Auch ist der vom Kläger angeführte „Festpreis mit Vertrauens-Garantie“ rechtlich keine Festpreisvereinbarung, denn der genannte Preis kann aufgrund des „Kleingedruckten im Behandlungsvertrag“ erhöht werden, weil sich die genannte Berechnung  nach dem derzeitigen Befund richtet. Ein anderer Befund könnte also die Berechnungsgrundlage wieder ändern.

Steuerliche Gestaltungsgründe maßgebend

Laut Senat wollte der  Steuerpflichtige mit seiner Vorgehensweise im Streitjahr einen maximalen Steuervorteil erzielen, was von ihm auch eingeräumt wurde. In 2009 erhielt er eine Abfindung in Höhe von 250.000 €, wodurch eine hohe Steuerprogression bestand. Eine Steuergestaltung (Vorauszahlungen von Krankheitskosten), die allein der Steuerminderung dienen soll und durch wirtschaftlich beachtliche außersteuerliche Gründe nicht gerechtfertigt werden kann, ist nach ständiger Rechtsprechung unangemessen und missbräuchlich.

Praxishinweis

Steuerpflichtige sollten im Hinblick auf besondere „Steueroptimierungen“ stets daran denken, dass unangemessen erscheinende Gestaltungen, die beim Steuerpflichtigen oder einem Dritten im Vergleich zu einer angemessenen Gestaltung zu einem gesetzlich nicht vorgesehenen Steuervorteil führen, vom Finanzamt immer unter dem Blickwinkel des § 42 AO (Missbrauch von Gestaltungsmöglichkeiten) geprüft werden.
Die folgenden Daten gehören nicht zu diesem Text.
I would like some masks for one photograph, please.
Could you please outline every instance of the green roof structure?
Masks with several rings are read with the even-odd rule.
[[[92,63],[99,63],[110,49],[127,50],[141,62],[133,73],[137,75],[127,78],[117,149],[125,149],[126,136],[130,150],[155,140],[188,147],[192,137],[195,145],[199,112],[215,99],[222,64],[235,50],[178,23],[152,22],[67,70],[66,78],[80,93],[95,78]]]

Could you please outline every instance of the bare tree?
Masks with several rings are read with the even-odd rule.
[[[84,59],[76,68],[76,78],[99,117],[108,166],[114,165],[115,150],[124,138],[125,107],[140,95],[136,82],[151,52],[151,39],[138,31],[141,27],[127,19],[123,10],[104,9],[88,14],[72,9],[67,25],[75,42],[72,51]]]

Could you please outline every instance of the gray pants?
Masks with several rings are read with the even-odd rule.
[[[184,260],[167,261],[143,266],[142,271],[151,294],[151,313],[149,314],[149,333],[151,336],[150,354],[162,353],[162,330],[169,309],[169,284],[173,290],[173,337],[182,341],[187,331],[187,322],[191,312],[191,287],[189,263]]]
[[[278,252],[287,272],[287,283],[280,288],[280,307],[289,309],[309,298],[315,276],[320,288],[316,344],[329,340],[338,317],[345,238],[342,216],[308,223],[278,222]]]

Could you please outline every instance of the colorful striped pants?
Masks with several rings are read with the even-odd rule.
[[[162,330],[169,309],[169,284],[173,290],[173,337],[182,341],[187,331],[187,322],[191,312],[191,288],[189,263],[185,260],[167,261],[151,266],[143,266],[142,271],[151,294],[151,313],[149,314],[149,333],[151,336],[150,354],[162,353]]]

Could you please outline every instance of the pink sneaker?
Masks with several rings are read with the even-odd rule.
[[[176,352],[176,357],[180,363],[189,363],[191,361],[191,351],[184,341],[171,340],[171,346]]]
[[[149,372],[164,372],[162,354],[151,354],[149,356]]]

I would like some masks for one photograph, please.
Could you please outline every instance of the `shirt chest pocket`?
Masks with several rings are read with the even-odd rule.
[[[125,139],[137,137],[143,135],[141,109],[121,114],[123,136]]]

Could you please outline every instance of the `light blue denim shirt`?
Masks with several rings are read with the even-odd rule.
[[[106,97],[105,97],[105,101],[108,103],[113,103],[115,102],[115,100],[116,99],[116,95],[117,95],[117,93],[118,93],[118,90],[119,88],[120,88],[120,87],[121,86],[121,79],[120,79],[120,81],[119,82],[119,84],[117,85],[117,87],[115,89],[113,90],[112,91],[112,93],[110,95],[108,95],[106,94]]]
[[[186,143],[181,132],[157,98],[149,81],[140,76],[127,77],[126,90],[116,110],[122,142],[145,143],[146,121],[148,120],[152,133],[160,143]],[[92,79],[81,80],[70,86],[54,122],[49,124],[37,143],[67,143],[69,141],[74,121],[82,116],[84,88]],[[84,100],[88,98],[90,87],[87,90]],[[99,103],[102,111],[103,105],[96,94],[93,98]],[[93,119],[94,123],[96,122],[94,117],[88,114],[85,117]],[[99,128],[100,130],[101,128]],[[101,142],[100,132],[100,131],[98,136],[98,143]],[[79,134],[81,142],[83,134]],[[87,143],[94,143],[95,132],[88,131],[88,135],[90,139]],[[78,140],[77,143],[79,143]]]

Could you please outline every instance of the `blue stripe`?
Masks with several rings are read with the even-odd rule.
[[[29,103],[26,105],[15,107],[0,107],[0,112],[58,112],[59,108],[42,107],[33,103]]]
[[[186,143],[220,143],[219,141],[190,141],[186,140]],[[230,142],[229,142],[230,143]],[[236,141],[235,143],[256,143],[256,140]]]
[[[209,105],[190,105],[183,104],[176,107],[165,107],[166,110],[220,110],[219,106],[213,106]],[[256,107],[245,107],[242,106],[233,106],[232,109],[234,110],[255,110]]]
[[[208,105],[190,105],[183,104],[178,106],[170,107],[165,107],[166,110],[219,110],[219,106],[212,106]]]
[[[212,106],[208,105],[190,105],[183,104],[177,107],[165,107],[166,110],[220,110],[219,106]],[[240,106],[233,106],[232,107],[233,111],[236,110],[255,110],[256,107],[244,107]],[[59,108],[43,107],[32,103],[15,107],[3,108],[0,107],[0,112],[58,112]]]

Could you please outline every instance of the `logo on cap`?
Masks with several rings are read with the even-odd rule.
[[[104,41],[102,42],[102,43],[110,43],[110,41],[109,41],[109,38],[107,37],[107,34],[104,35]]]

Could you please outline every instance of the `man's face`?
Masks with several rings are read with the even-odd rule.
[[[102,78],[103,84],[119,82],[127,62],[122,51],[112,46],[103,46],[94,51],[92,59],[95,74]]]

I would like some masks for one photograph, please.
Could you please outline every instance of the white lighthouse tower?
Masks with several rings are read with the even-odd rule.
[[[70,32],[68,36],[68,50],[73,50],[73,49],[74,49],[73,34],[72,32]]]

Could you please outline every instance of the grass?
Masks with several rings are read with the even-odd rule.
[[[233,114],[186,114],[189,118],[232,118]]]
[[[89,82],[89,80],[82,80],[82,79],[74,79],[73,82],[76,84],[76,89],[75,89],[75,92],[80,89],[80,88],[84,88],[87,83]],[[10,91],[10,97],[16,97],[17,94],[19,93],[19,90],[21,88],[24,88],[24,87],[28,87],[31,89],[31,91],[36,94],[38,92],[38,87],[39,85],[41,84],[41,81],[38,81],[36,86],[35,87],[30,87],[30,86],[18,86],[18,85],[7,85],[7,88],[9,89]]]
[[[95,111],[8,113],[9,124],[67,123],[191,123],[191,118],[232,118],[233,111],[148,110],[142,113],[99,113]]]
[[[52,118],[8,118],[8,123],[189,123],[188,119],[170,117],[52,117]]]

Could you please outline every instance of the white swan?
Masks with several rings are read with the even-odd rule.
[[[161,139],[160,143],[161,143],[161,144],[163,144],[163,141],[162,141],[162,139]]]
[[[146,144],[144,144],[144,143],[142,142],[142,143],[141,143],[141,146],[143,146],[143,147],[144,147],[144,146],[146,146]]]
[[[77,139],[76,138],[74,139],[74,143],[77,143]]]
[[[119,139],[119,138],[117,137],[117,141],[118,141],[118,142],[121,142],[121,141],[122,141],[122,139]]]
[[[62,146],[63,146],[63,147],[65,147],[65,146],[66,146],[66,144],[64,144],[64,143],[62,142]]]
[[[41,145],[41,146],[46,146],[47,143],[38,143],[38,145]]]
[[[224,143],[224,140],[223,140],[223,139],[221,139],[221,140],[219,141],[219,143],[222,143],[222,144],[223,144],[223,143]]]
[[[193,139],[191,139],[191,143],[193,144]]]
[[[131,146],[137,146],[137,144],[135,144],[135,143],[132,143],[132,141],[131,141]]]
Das gilt aber dann nicht, wenn der Steuerpflichtige für die gewählte Gestaltung außersteuerliche Gründe nachweist, die nach dem Gesamtbild der Verhältnisse beachtlich sind. Diese außersteuerlichen Gründe sollten immer auch vom Finanzamt nachvollziehbar und nicht bar aller Lebenserfahrung sein.